Tetapi citra bersihnya telah terpukul akhir-akhir ini dengan pertanyaan yang diajukan tentang hubungannya dengan negara-negara Teluk, yaitu Kuwait di tengah tuduhan bahwa ia telah menggunakan posisinya dan persahabatannya dengan Sheikh Ahmad al-Sabah untuk memajukan kepentingan komersialnya.
Bach, wakil presiden IOC tiga kali sejak menjadi anggota pada tahun 1991, mungkin sangat menekankan pada persyaratan atlet tetapi ia mendapat kejutan kasar ketika sebagai anak yang sangat muda ia dan orang tuanya berbeda atas preferensi olahraganya – yang hasilnya adalah untuk membuktikan perubahan hidup.
“Saya bermain sepak bola di jalan dari pagi hingga malam, tidak ada banyak waktu untuk taman kanak-kanak!” katanya. “Saya biasa kembali dengan goresan dan memar yang biasa dan ibu saya akan mengangkat alisnya.
“Ngomong-ngomong, orang tuaku ingin menyelesaikan masalah memiliki putra yang hiperaktif dan melihat klub olahraga sebagai jawabannya. Saya berkata ‘bagus, besok saya pergi ke klub sepak bola lokal (di kota kecil Tauberbischofsheim di Franconia)’ tetapi mereka berkata ‘tidak, kami tidak berpikir mereka melakukan pekerjaan dengan baik, ada seorang pemuda yang telah memulai klub anggar dan melakukan pekerjaan dengan baik’. Saya berakhir di klub anggar.”
Sekitar 16 tahun kemudian Bach kembali ke kota yang dinobatkan sebagai juara Olimpiade.
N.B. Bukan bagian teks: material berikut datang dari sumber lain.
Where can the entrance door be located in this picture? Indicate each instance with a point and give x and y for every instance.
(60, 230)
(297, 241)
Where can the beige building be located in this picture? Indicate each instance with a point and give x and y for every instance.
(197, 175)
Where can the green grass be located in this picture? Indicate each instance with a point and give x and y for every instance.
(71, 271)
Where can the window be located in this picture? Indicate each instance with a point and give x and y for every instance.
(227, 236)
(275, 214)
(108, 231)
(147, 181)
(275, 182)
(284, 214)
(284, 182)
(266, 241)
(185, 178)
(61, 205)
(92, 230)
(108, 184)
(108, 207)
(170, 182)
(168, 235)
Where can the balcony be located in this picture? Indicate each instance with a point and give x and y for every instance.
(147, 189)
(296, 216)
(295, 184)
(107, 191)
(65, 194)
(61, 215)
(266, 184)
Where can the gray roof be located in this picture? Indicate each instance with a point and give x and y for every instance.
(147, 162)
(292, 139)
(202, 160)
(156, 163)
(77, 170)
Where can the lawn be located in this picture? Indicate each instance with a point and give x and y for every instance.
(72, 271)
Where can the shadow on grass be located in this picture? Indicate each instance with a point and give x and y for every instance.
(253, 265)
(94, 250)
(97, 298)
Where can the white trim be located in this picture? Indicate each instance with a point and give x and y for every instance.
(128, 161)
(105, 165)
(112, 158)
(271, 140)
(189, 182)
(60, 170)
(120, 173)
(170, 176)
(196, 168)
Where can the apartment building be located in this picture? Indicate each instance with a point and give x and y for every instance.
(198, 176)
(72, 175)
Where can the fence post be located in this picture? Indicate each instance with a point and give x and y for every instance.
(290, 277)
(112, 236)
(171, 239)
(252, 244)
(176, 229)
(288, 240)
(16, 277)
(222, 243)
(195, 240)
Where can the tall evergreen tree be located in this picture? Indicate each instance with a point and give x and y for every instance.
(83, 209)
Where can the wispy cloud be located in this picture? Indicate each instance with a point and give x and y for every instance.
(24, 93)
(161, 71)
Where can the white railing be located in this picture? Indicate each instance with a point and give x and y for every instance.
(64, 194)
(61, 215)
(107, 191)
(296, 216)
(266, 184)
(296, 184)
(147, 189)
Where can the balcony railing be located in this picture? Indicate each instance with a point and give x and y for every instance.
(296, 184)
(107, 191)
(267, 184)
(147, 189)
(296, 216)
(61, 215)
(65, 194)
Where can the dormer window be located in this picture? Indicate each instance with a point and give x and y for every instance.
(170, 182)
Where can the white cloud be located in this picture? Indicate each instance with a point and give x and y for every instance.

“Pada saat Anda memenangkan emas, Anda benar-benar tidak menghargai apa yang telah Anda capai, bahwa hal yang Anda impikan telah menjadi kenyataan,” katanya. “Aku baru sadar setelah pulang ke kota dengan nama panjang (Tauberbischofsheim)! Itu memiliki populasi resmi 10.000 tetapi ada 30.000 orang keluar untuk menyambut saya dan seluruh wilayah diblokir.
“Saya masih merinding ketika berbicara tentang itu. Saya harus berbicara kepada orang banyak dan tidak ada pertanyaan untuk memberikan pidato 45 menit. Saya ingat satu kalimat yang saya ucapkan.
“Itu adalah: ‘Anda telah membuat saya merasakan bagaimana rasanya menjadi juara Olimpiade’.”
Pada hari Selasa Bach mengalami itu untuk kedua kalinya yang tak terlupakan.